Fig. 7: Inpainting of a Shanxi mural using the CAUGAN model.
figure 7

Note: This figure illustrates the inpainting process of a damaged Shanxi mural. The image data, originally obtained from page 29 of Volume 1 and page 7 of Volume 2 of the Shanxi Ancient Mural Masterpieces Collection, published by the Shanxi Economy Publishing House in 2016, has been digitized for subsequent analysis and research. a presents the Original Image, showing the mural with visible degradation and missing sections due to natural wear. b displays the Masked Image, where the damaged regions are highlighted and masked to prepare for restoration. c shows the Restored Result, where the inpainting has been successfully applied. As seen in (c), the damaged areas in the original Shanxi mural have been effectively reconstructed, demonstrating the CAUGAN model’s strong stability and effectiveness in restoring mural artwork. This process highlights the model’s ability to recover fine details and maintain visual coherence in complex mural restoration tasks.

Figure 7 illustrates the inpainting process: Fig. 7(a) showing the original mural, Fig. 7(b) displaying the masked image, and Fig. 7(c) presenting the restored result. As observed in Fig. 7(c), the damaged areas in the original mural have been effectively repaired. This demonstrates that the CAUGAN model exhibits strong stability in the image inpainting task.

Disscussion

In this study, we propose an image inpainting model with CAAT block and U-Net-based discriminator for restoring ancient mural paintings image. The model enhances traditional GANs by leveraging the CAAT block, which captures more information for improved image generation, and by utilizing a U-Net-based discriminator to guide the generator in producing more realistic fresco inpainting. Due to the scarcity of publicly available datasets, we created the DunHuang-Mural dataset, comprising 7983 high-resolution images. Focused on the Dunhuang murals, this dataset serves as a valuable resource for advancing research in mural inpainting and preservation, offering significant potential for furthering studies in this field.

To evaluate the effectiveness of our proposed model, we conducted a series of inpainting experiments on damaged mural images. The results demonstrate that the CAUGAN model outperforms several widely used models, including PConv, GatedConv, and PDGAN, in terms of key performance metrics such as PSNR, SSIM, and FID. This enhanced performance can be attributed to the integration of two key components: the CAAT module and the U-Net-based discriminator. The CAAT module enhances the inpainting process by preserving positional and spatial information, enabling the model to restore distant regions more accurately. This results in restored content that is both realistic and contextually coherent, significantly enhancing the quality of the restored mural images.

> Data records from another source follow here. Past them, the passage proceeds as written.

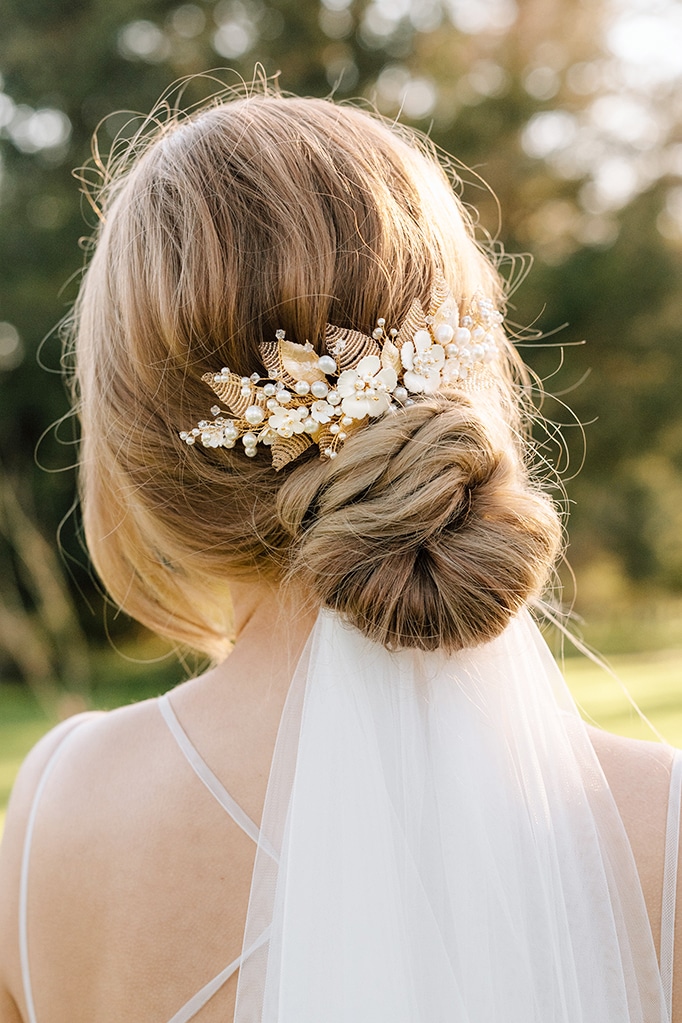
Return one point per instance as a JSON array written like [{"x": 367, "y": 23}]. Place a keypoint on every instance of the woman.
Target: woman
[{"x": 440, "y": 838}]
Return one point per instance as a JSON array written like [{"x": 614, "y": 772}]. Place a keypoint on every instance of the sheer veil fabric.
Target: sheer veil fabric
[{"x": 448, "y": 848}]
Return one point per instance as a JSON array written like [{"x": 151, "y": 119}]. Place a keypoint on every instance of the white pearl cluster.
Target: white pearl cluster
[{"x": 315, "y": 400}]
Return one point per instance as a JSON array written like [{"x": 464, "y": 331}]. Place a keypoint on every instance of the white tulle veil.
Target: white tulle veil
[{"x": 448, "y": 849}]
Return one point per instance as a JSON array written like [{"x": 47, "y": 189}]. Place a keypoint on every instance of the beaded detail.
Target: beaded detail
[{"x": 308, "y": 398}]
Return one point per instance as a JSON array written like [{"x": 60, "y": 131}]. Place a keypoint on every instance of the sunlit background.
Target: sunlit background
[{"x": 571, "y": 110}]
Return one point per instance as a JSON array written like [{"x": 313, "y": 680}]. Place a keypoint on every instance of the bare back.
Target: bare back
[{"x": 140, "y": 880}]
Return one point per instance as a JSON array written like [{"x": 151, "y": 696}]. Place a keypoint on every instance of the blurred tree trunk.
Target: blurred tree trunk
[{"x": 39, "y": 628}]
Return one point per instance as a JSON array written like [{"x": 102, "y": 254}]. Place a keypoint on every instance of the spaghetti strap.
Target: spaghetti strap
[
  {"x": 198, "y": 1001},
  {"x": 670, "y": 881},
  {"x": 26, "y": 860},
  {"x": 203, "y": 772}
]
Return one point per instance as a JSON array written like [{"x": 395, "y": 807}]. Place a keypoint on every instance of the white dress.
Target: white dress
[{"x": 439, "y": 845}]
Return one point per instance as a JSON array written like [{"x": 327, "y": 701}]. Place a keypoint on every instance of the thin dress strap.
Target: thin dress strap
[
  {"x": 670, "y": 881},
  {"x": 26, "y": 860},
  {"x": 220, "y": 793},
  {"x": 213, "y": 784}
]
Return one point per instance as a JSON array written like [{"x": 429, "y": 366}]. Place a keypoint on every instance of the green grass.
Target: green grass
[{"x": 653, "y": 680}]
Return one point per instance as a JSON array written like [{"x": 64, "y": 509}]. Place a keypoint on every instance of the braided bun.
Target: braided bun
[{"x": 426, "y": 531}]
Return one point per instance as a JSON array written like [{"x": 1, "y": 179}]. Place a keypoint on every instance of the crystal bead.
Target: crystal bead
[
  {"x": 254, "y": 415},
  {"x": 326, "y": 364}
]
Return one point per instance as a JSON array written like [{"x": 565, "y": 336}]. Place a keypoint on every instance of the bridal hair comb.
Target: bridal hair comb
[{"x": 321, "y": 399}]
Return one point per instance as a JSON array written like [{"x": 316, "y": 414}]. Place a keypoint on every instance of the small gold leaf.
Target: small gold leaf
[
  {"x": 391, "y": 358},
  {"x": 415, "y": 320},
  {"x": 348, "y": 347},
  {"x": 440, "y": 293},
  {"x": 229, "y": 392},
  {"x": 300, "y": 362},
  {"x": 285, "y": 449}
]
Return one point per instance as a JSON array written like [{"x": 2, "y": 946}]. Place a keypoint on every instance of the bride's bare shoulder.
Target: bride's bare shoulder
[{"x": 638, "y": 773}]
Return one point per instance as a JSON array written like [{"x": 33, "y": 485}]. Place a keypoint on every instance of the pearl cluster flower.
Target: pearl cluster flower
[{"x": 305, "y": 398}]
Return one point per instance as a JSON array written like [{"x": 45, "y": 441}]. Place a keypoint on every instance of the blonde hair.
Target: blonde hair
[{"x": 266, "y": 213}]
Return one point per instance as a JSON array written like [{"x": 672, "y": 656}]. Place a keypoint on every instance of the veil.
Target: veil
[{"x": 448, "y": 848}]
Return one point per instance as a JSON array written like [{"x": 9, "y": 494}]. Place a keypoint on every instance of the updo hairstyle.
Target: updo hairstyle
[{"x": 266, "y": 213}]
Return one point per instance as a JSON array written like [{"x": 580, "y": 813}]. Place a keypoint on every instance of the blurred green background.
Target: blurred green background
[{"x": 571, "y": 110}]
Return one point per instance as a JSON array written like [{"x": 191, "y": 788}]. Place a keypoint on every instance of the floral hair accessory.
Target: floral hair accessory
[{"x": 321, "y": 399}]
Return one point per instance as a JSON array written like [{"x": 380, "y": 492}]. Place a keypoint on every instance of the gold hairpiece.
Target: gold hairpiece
[{"x": 321, "y": 399}]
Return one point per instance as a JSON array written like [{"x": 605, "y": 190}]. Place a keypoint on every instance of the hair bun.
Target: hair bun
[{"x": 425, "y": 531}]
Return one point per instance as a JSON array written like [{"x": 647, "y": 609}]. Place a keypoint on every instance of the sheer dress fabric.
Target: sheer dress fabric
[{"x": 439, "y": 843}]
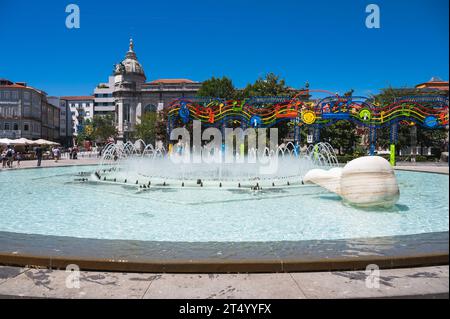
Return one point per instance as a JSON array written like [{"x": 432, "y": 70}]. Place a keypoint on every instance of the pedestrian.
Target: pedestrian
[
  {"x": 3, "y": 158},
  {"x": 75, "y": 153},
  {"x": 56, "y": 154},
  {"x": 18, "y": 158},
  {"x": 38, "y": 151}
]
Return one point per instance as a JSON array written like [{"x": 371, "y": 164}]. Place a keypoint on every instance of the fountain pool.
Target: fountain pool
[{"x": 55, "y": 202}]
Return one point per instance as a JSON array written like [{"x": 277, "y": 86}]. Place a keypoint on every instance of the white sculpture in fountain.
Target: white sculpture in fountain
[{"x": 366, "y": 181}]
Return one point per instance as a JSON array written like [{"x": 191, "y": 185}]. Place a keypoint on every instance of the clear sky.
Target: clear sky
[{"x": 323, "y": 42}]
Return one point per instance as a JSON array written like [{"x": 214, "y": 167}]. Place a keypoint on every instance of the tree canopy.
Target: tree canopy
[{"x": 218, "y": 87}]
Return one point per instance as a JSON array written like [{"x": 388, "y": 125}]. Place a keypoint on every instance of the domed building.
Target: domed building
[{"x": 133, "y": 95}]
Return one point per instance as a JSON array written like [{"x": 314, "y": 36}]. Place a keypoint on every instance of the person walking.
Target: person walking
[
  {"x": 18, "y": 158},
  {"x": 38, "y": 151}
]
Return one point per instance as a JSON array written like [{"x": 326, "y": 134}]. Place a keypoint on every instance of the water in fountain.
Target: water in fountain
[{"x": 146, "y": 165}]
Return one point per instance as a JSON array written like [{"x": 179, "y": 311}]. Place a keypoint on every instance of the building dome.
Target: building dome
[{"x": 130, "y": 65}]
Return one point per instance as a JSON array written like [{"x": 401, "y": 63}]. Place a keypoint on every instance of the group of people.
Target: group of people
[{"x": 8, "y": 156}]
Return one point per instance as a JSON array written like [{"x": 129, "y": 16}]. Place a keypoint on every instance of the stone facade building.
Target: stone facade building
[{"x": 133, "y": 95}]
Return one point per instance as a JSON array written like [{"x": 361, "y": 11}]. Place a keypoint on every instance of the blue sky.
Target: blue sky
[{"x": 323, "y": 42}]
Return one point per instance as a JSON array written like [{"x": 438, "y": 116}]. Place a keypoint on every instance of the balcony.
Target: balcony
[{"x": 10, "y": 134}]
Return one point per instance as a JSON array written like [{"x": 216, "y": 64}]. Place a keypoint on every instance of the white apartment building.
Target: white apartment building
[{"x": 104, "y": 102}]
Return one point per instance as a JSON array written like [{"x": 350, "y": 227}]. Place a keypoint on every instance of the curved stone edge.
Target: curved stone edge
[{"x": 228, "y": 266}]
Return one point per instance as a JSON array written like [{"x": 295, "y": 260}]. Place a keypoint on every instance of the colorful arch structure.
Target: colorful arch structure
[{"x": 429, "y": 111}]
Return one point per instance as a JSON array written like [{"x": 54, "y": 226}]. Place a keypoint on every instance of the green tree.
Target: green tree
[{"x": 218, "y": 87}]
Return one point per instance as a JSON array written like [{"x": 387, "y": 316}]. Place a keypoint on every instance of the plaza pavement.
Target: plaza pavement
[{"x": 427, "y": 282}]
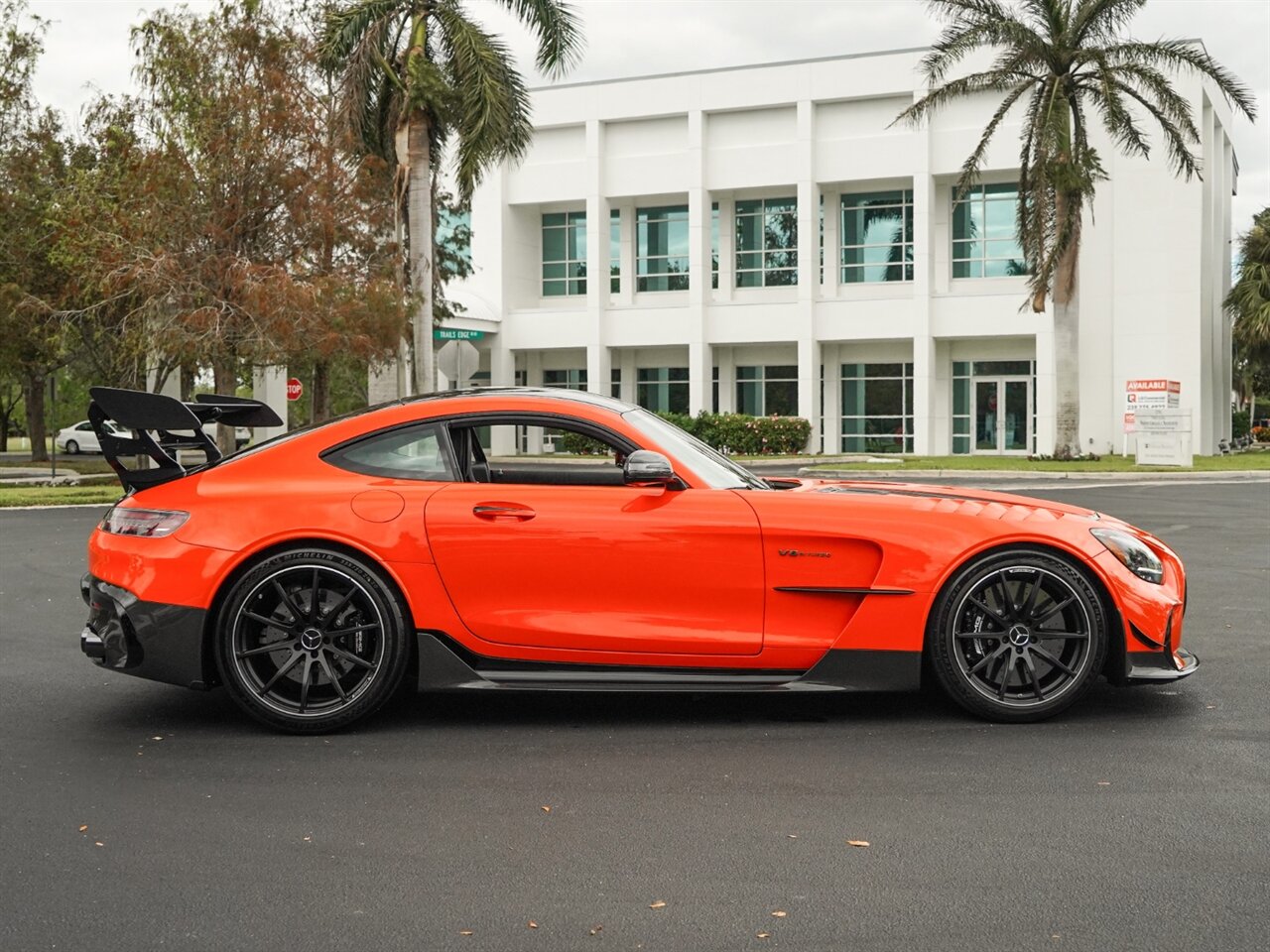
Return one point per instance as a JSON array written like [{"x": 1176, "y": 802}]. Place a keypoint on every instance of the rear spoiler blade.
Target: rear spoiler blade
[{"x": 163, "y": 426}]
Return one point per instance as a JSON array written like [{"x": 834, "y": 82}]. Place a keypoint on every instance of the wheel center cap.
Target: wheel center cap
[{"x": 1019, "y": 635}]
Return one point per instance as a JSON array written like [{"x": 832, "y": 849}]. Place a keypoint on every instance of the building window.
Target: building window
[
  {"x": 878, "y": 408},
  {"x": 984, "y": 234},
  {"x": 766, "y": 243},
  {"x": 566, "y": 380},
  {"x": 663, "y": 389},
  {"x": 767, "y": 391},
  {"x": 662, "y": 249},
  {"x": 714, "y": 245},
  {"x": 564, "y": 254},
  {"x": 960, "y": 407},
  {"x": 878, "y": 236},
  {"x": 615, "y": 250}
]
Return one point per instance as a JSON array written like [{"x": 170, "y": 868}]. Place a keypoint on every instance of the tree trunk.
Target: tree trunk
[
  {"x": 226, "y": 382},
  {"x": 33, "y": 393},
  {"x": 320, "y": 399},
  {"x": 1067, "y": 347},
  {"x": 421, "y": 252}
]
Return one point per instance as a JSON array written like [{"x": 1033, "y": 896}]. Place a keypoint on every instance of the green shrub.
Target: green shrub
[
  {"x": 578, "y": 444},
  {"x": 1239, "y": 422},
  {"x": 747, "y": 435}
]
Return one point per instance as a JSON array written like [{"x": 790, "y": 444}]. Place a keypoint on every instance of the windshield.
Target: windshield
[{"x": 708, "y": 463}]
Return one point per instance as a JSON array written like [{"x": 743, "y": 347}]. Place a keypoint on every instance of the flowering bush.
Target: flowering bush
[{"x": 747, "y": 435}]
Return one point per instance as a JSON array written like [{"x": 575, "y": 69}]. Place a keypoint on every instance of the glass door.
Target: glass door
[{"x": 1002, "y": 416}]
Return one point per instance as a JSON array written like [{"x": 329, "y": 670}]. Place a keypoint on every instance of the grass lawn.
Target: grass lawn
[
  {"x": 1251, "y": 460},
  {"x": 58, "y": 495}
]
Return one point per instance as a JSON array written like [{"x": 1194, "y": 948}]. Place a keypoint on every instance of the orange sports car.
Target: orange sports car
[{"x": 547, "y": 539}]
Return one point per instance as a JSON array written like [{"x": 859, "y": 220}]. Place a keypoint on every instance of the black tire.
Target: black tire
[
  {"x": 312, "y": 640},
  {"x": 1017, "y": 636}
]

Meanwhile, the U-Net-based discriminator contributes to improved image quality by performing both global and local assessments of image authenticity. This dual-level evaluation mechanism helps to reduce pixel-level blurriness and enhances the visual coherence of the restored regions. Together, these components enable the generation of more accurate, detailed, and visually appealing mural inpainting.

In addition to its effectiveness on the DunHuang-Mural dataset, the model also demonstrated excellent inpainting results when applied to mural images from Shanxi temples, further validating its versatility and robustness. These results highlight the potential of the CAUGAN model for broader applications in mural inpainting and cultural heritage preservation, offering a powerful tool for the inpainting of diverse types of mural artworks.

Despite the strong performance of our model, it has some limitations, particularly when dealing with large and complex missing regions in mural images. Murals often contain intricate patterns and symbolic elements, which can be difficult for the model to accurately capture, especially in areas with significant damage. This may lead to less precise inpainting in regions with significant missing content. To address this, future work should focus on improving the model’s ability to handle large-scale damage and enhance its contextual understanding for more accurate and coherent inpainting.